Pan-seared lamb steaks infused with fragrant rosemary and served alongside crispy, golden garlic-roasted potatoes and tender steamed green beans.

NUTRITION

548kcal
Protein
40.9g
Fat
21.9g
Carbs
48.1g

SERVINGS

1 serving

INGREDIENTS

6 oz Lamb leg steak

1 medium Red potato

2 cloves Garlic

1 sprig Fresh rosemary

1 tsp Avocado oil

0.25 tsp Sea salt

0.25 tsp Black pepper

1 cup Green beans

PREPARATION

  • 1

    Preheat your oven to 400°F (200°C). Dice the red potato into 1/2-inch cubes and mince the garlic cloves.

  • 2

    Toss the potato cubes with half of the avocado oil, half of the minced garlic, and a pinch of sea salt and pepper on a baking sheet.

  • 3

    Roast the potatoes for 20-25 minutes, flipping halfway through, until they are golden and crispy.

  • 4

    While the potatoes roast, season the lamb steak with the remaining sea salt and black pepper.

  • 5

    Heat the remaining avocado oil in a cast-iron skillet over medium-high heat.
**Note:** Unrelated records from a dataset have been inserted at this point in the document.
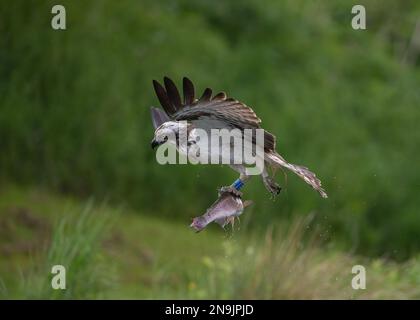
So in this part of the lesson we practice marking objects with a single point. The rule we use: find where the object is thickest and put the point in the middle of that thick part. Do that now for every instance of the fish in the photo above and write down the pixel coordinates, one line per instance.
(223, 211)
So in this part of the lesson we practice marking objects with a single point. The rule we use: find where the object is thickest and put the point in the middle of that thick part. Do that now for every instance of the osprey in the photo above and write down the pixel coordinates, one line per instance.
(218, 112)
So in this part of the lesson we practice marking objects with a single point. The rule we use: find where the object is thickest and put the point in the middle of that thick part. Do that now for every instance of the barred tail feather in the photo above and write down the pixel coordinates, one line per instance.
(308, 176)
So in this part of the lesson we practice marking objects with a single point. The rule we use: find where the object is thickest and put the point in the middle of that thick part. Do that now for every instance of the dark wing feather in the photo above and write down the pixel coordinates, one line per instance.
(173, 93)
(163, 98)
(188, 91)
(206, 96)
(233, 113)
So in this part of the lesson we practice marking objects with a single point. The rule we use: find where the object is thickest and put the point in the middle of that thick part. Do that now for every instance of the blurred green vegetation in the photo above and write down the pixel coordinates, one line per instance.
(134, 256)
(74, 106)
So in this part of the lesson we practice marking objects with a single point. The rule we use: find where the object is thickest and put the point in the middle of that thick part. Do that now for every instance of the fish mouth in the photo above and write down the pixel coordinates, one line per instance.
(155, 143)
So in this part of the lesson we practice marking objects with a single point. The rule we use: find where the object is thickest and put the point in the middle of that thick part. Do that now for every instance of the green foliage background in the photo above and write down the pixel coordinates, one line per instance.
(74, 106)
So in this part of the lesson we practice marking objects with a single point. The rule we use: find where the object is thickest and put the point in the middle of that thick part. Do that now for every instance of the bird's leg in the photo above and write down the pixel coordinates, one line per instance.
(238, 184)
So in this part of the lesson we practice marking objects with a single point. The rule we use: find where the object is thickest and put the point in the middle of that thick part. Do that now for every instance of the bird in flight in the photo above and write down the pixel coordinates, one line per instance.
(218, 112)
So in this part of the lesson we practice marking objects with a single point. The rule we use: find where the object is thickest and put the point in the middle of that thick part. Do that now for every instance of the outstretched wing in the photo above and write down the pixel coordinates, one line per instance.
(208, 110)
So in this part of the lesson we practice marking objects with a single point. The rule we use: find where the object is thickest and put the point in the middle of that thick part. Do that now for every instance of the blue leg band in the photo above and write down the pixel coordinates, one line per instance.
(238, 184)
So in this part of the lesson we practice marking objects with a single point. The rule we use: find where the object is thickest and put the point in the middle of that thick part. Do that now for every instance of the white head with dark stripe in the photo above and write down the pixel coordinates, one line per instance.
(169, 132)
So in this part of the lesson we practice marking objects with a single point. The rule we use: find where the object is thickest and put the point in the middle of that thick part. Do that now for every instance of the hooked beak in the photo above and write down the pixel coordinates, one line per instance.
(155, 143)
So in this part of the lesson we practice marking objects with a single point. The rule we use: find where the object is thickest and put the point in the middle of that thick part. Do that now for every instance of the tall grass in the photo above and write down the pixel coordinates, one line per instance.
(291, 265)
(75, 244)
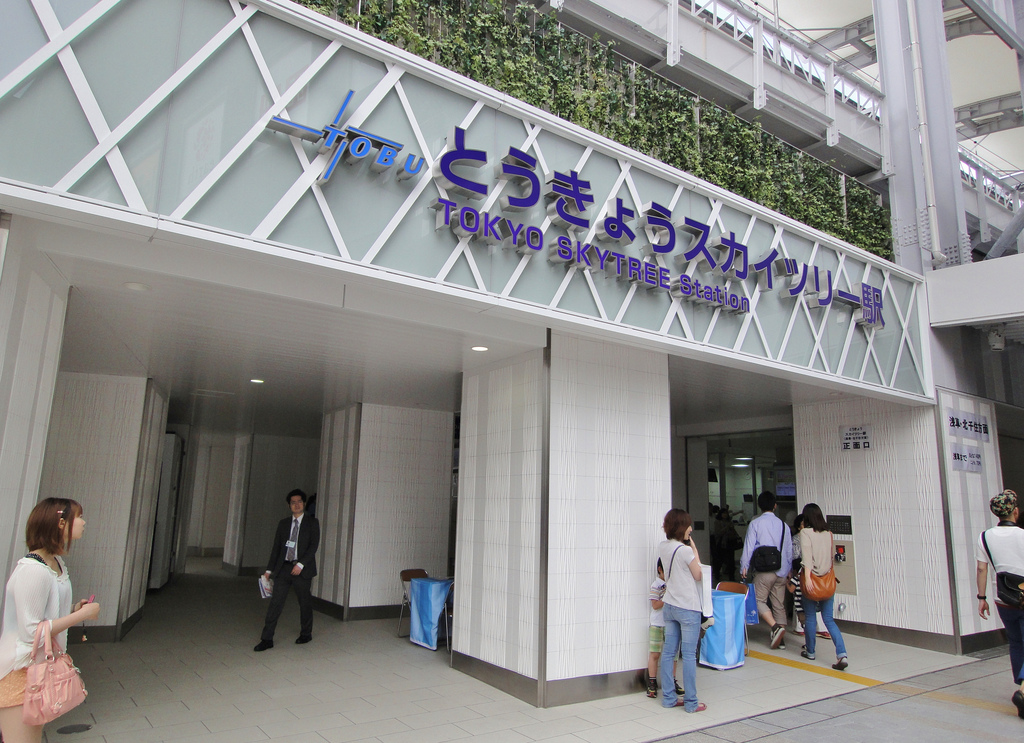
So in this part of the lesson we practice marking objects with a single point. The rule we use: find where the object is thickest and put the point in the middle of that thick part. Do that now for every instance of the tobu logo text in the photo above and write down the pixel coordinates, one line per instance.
(350, 144)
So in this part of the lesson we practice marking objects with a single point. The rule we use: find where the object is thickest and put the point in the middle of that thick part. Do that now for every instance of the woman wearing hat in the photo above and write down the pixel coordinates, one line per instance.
(1003, 548)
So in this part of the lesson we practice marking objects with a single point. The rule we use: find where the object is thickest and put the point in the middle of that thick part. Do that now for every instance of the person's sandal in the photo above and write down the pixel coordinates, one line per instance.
(1018, 700)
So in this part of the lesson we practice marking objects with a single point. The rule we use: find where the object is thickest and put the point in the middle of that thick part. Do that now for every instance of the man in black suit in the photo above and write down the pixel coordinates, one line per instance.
(293, 565)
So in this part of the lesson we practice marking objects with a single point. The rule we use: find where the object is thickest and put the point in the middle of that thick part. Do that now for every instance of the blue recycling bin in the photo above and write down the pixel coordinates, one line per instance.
(723, 644)
(426, 600)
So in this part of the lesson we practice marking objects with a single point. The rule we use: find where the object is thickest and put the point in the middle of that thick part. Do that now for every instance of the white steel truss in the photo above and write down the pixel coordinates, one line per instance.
(804, 324)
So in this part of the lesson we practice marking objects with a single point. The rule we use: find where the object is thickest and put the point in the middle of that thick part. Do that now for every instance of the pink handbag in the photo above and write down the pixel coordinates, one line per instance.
(54, 685)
Add the lamb steak and the rosemary sprig to the pan.

  • 6

    Sear the lamb for 3-4 minutes per side for medium-rare, basting with the rosemary-infused oil. Remove from heat and let rest for 5 minutes.

  • 7

    Steam the green beans for 4-5 minutes until tender-crisp and bright green.

  • 8

    Plate the lamb steak alongside the garlic potatoes and green beans, garnishing with the roasted rosemary if desired.